A key point that the Federal Reserve chooses to ignore is that its high-interest rate policy heightens the chances of a financial crisis.

Rudi Dornbusch, the late MIT economist, said of the Mexican central bank that he could understand it making mistakes. After all, its board was composed of humans. However, what he could not understand was how the same people could keep making the same mistakes time after time.

Judging by Federal Reserve Chairman Jerome Powell’s press conference yesterday, where he omitted to reference heightened financial system risks as a major concern, we have to wonder whether Dornbusch’s incredulity might also apply to the Fed.

In 2008, the Fed made the major mistake of underplaying the risks that the subprime loan and housing market troubles posed to the country’s economic outlook. The net upshot was the 2008–2009 Great Economic Recession. Today, the Fed is underplaying the significant risks posed to the banking system by the recent spike in Treasury bond yields and the prospective wave of commercial real estate loan defaults. That all too likely is paving the way for a hard economic landing before the middle of next year. 

As late as March 2008, then-Fed Chair Ben Bernanke assured us that there was little reason to worry about the subprime loan defaults and the housing market bust that were unfolding.

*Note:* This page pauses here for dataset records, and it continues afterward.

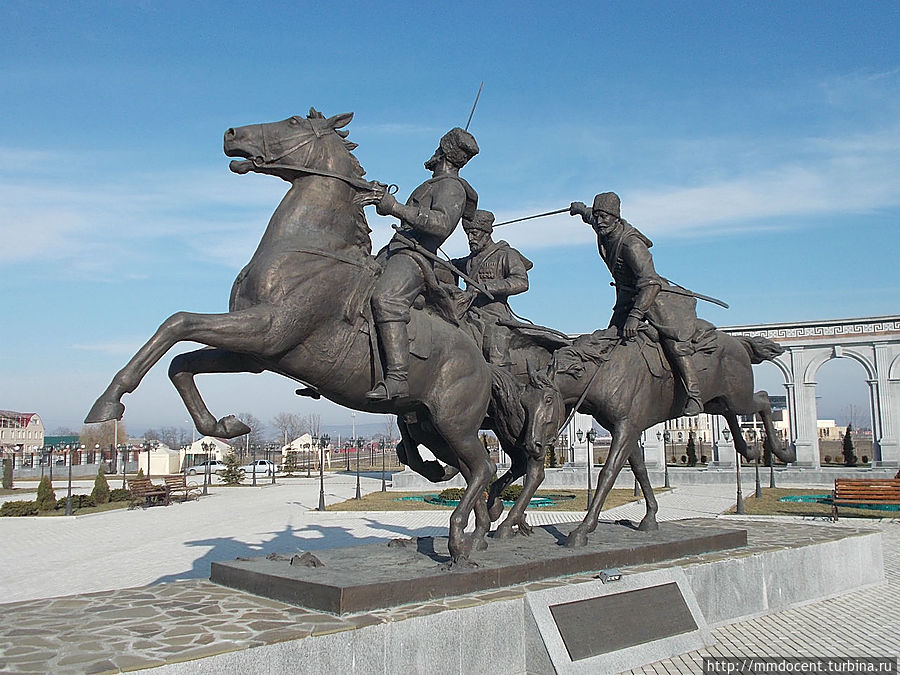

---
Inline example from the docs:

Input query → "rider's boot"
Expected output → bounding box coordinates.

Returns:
[366,321,409,401]
[484,325,513,368]
[672,356,703,417]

In fact, as late as June 2008, on the very eve of the Lehman bankruptcy, the Fed continued to raise interest rates. The net result of the Fed’s misjudgment was the deepest postwar economic recession up to that time.    

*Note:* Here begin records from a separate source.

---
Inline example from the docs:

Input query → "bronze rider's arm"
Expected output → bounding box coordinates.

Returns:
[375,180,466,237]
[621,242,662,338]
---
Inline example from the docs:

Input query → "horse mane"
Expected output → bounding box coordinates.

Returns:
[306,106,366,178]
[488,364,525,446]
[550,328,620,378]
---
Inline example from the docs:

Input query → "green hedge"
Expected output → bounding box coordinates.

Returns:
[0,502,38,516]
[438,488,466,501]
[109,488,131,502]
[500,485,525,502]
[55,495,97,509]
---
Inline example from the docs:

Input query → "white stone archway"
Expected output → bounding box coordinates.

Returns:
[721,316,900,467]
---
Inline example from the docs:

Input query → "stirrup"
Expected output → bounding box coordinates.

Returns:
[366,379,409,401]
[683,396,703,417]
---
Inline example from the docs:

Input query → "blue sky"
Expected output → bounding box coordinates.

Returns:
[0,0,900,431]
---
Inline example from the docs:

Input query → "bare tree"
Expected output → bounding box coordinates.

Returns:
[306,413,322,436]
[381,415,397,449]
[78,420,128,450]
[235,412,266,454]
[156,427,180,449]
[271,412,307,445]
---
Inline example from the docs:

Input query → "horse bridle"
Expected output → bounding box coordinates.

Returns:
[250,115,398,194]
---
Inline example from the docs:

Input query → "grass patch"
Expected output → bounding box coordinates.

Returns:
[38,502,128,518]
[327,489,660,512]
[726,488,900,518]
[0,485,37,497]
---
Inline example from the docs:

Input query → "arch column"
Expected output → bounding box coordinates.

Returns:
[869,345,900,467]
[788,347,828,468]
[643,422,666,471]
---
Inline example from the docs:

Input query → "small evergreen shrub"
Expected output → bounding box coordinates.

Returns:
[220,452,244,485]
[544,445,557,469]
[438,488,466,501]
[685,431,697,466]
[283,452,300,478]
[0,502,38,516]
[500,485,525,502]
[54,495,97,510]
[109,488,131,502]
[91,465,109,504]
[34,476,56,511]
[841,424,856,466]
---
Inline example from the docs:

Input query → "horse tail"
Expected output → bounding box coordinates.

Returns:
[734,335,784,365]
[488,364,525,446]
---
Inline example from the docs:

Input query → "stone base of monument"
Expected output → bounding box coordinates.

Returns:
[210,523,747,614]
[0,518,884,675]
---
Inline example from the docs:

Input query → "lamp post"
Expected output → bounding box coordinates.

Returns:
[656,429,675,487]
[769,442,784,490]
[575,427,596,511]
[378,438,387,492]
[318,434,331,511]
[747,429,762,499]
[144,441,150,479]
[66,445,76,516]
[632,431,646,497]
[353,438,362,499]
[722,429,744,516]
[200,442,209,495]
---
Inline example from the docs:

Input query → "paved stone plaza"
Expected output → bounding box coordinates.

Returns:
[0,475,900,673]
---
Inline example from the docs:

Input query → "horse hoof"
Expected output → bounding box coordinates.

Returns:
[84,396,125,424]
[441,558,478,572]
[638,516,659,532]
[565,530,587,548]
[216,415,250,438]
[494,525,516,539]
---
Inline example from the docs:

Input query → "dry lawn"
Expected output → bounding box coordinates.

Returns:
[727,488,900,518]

Fast forward to today, and the Fed is sticking to its mantra that interest rates need to stay high for longer in order to regain inflation control. By this, the Fed means that it has no intention to reduce interest rates anytime soon after raising interest rates by 5.25 percent over the past eighteen months. Instead, Mr. Powell has been at pains to insist that the Fed is not removing the possibility that interest rates might have to be raised at its next meeting in December. 

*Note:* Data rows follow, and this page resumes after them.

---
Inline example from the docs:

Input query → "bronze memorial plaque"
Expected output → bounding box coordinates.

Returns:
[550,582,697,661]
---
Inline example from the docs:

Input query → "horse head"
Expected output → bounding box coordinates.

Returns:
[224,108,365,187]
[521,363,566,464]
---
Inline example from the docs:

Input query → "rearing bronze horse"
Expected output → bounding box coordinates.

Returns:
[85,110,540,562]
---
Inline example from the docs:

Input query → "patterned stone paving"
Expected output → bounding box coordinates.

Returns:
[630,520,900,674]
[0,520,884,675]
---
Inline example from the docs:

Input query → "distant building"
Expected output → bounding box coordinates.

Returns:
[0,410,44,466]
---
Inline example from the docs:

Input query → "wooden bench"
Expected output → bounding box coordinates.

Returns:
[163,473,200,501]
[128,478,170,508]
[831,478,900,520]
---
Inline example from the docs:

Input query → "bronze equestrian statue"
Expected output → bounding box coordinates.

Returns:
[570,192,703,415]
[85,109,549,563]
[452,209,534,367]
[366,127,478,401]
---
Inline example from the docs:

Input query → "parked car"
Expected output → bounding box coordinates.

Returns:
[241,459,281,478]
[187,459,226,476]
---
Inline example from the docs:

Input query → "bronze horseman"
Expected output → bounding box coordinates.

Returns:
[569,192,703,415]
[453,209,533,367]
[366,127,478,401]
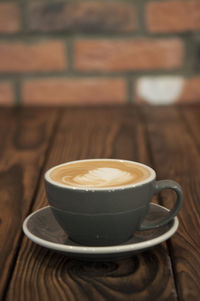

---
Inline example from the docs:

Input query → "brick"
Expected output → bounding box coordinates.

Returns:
[75,38,184,72]
[0,3,21,33]
[0,81,14,105]
[0,41,66,73]
[27,1,136,33]
[22,78,126,105]
[179,76,200,103]
[146,0,200,33]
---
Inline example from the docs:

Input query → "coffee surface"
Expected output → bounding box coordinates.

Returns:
[50,160,150,188]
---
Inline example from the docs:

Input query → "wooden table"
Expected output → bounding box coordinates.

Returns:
[0,106,200,301]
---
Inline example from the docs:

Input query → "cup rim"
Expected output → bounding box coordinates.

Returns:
[44,158,156,191]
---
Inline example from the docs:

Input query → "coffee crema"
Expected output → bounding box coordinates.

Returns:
[50,160,150,188]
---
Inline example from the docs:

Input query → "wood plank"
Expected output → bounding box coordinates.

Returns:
[180,105,200,151]
[6,106,177,301]
[0,109,58,299]
[142,107,200,300]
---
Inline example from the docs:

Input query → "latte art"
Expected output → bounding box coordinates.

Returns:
[62,167,134,187]
[50,159,150,189]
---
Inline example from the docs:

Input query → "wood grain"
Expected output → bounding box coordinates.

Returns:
[140,107,200,300]
[0,109,57,299]
[5,106,177,301]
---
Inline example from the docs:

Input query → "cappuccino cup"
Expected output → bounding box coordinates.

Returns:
[45,159,183,246]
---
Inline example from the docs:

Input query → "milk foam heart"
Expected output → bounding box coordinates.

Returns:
[62,167,134,187]
[50,159,150,188]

A key point that the Federal Reserve chooses to ignore is that its high-interest rate policy heightens the chances of a financial crisis. This is all the more surprising given how close we came to a full-blown financial crisis earlier this year with the failure of Silicon Valley Bank and First Republic Bank, the second and third U.S. largest bank failures on record. Those failures were all too reminiscent of Bear Stearns’ collapse in March 2008 that, in hindsight, was a harbinger of very much worse to come.  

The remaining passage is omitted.